March, 1882
We begin the ceremony as Mario instructed, according to that described in his book, De Vermis Mysteriis. A fire is set in the fireplace and a pentagram chalked on the floor, marked with appropriate symbols and illuminated by two black tapers placed near the center flanking the piece of amber with its entrapped spirit. The others sit in a circle whilst I, the designated "Watcher" who guards for malevolent spirits, sit in the far corner of the room.
Mario throws a handful of powder in the fire, producing an evil-smelling smoke and dampening the flames which now burn a sputtering green and brown. Those seated begin the Latin chant Marion Allen has translated from his book.
After nearly two hours I see a trail of smoke circling up from the piece of amber. It's surface seemed to bubbling, melting. Could this be it? Have we finally achieved success? I can see a form--
It is the following day. We have finished with our plans and have sworn a pact to never speak of what happened last night. We have satisfactorily explained the death of Robert, and in some manner the madness of Harold. The sherriff accepts the explanation of a carriage accident--we planned it well. Robert's neck was broken in the fall, we told him. Harold struck his head on a rock when the horse's leg broke and the carriage rolled. Would it be that it was only that. For the rest of us, we will be forever changed by what we saw last night.
The thing formed in the center of the pentagram, shapeless, nearly invisible. Its terrible voice should have given us a clue but we were foolish. It spoke, then Marion cast that damned powder on the spirit, the Dust of Ibn-Gahzi he calls it, and that's when we could see it.
Words cannot describe the faceless thing with a thousand maws. It roiled and bubbled, never fully revealing itself. So terrifying was its aspect that I sat as though frozen to the floor, the pen falling from my nerveless fingers. Cecil and Marion seemed as lifeless as I, while a short, sharp cry issued forth from Crawford's mouth. Robert, however, rose to his feet and before anyone could stop him, stepped forward as though to embrace our horrible guest. With its arms or appendages that seemed like arms, it took hold of poor Robert and twisted his head around as though it were a doll's head. The lifeless corpse was then thrown back in Harold's lap and that's when he began that damnable shrieking--the shrieking that hadn't stopped even after we handed him over to the sheriff's men.
We still had a chance, apparently.
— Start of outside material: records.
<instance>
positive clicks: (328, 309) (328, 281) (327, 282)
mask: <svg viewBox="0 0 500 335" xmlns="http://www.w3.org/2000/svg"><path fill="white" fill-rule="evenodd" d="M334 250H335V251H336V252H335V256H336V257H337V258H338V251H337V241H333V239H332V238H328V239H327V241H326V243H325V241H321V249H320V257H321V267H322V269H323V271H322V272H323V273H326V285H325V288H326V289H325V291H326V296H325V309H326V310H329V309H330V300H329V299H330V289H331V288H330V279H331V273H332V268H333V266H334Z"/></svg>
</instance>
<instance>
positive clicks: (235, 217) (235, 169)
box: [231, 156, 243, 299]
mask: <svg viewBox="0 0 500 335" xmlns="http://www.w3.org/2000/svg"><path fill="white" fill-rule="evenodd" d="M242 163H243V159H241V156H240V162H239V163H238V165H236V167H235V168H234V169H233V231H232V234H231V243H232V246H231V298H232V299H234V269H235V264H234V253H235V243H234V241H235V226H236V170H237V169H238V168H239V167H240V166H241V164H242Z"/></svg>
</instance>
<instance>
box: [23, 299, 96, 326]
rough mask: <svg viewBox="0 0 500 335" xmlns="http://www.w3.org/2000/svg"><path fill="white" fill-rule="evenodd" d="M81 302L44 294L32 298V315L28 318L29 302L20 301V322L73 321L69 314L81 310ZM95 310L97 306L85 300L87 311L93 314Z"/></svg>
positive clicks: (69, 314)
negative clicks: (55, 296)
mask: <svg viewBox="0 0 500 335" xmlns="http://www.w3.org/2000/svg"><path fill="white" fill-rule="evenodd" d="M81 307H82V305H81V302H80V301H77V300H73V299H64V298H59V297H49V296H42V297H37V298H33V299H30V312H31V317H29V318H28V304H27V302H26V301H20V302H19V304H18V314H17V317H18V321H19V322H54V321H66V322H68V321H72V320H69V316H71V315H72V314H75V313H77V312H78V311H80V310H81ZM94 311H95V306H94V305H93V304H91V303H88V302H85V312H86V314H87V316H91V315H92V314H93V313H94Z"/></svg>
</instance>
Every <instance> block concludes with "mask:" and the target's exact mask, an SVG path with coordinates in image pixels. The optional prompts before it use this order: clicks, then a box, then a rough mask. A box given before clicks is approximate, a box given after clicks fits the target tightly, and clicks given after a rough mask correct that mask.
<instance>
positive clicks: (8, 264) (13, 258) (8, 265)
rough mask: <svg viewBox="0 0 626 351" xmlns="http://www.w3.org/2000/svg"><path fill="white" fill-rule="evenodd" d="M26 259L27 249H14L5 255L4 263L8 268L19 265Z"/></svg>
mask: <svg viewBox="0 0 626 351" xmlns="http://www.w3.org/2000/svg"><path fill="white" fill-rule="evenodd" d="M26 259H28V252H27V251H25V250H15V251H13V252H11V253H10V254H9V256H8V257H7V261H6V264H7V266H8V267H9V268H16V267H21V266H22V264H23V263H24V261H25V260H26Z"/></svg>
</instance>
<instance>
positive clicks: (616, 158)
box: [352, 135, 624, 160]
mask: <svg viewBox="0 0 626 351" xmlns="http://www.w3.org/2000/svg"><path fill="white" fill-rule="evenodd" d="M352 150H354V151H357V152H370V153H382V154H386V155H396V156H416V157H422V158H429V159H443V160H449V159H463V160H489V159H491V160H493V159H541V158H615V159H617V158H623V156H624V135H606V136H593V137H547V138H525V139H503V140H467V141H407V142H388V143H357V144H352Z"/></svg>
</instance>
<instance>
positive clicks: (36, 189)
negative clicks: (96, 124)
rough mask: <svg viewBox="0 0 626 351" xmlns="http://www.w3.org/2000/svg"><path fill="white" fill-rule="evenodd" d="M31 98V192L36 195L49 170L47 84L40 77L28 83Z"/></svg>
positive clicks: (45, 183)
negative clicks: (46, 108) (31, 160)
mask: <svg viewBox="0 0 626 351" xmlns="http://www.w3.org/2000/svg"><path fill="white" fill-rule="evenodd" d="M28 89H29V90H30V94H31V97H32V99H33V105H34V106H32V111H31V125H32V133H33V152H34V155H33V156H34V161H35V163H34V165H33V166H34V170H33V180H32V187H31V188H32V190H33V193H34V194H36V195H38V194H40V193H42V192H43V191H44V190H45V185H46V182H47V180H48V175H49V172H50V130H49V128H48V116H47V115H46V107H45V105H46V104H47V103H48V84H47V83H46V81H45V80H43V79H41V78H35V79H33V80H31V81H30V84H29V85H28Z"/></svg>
Marion believes that if we had kept our whits about us, we could have reversed the chant and eventually forced back the creature to wherever it came from. But Crawford panicked and, mistakenly beliving it would dispel the creature, reached forward and destroyed part of the pentagram, breaking its effectiveness. Released from that binding symbol, the thing--with a screech that could have only been unholy satisfaction--fled the house, disappearing out the window as a roaring, screaming wind of boiling color.
Marion believes that the thing could still be destroyed, or at least dispelled, but none of us have the stomach for such an undertaking. It is believed that the spell we cast inextricably binds the thing to the house and it is true that when we went back a few days later to retrieve our things, we heard it bumping around in the attic overhead. The warding signs carved cheerily by Marion in earlier times--happier times it seems--apparently are effective and bar the thing entry except into the attic of the house.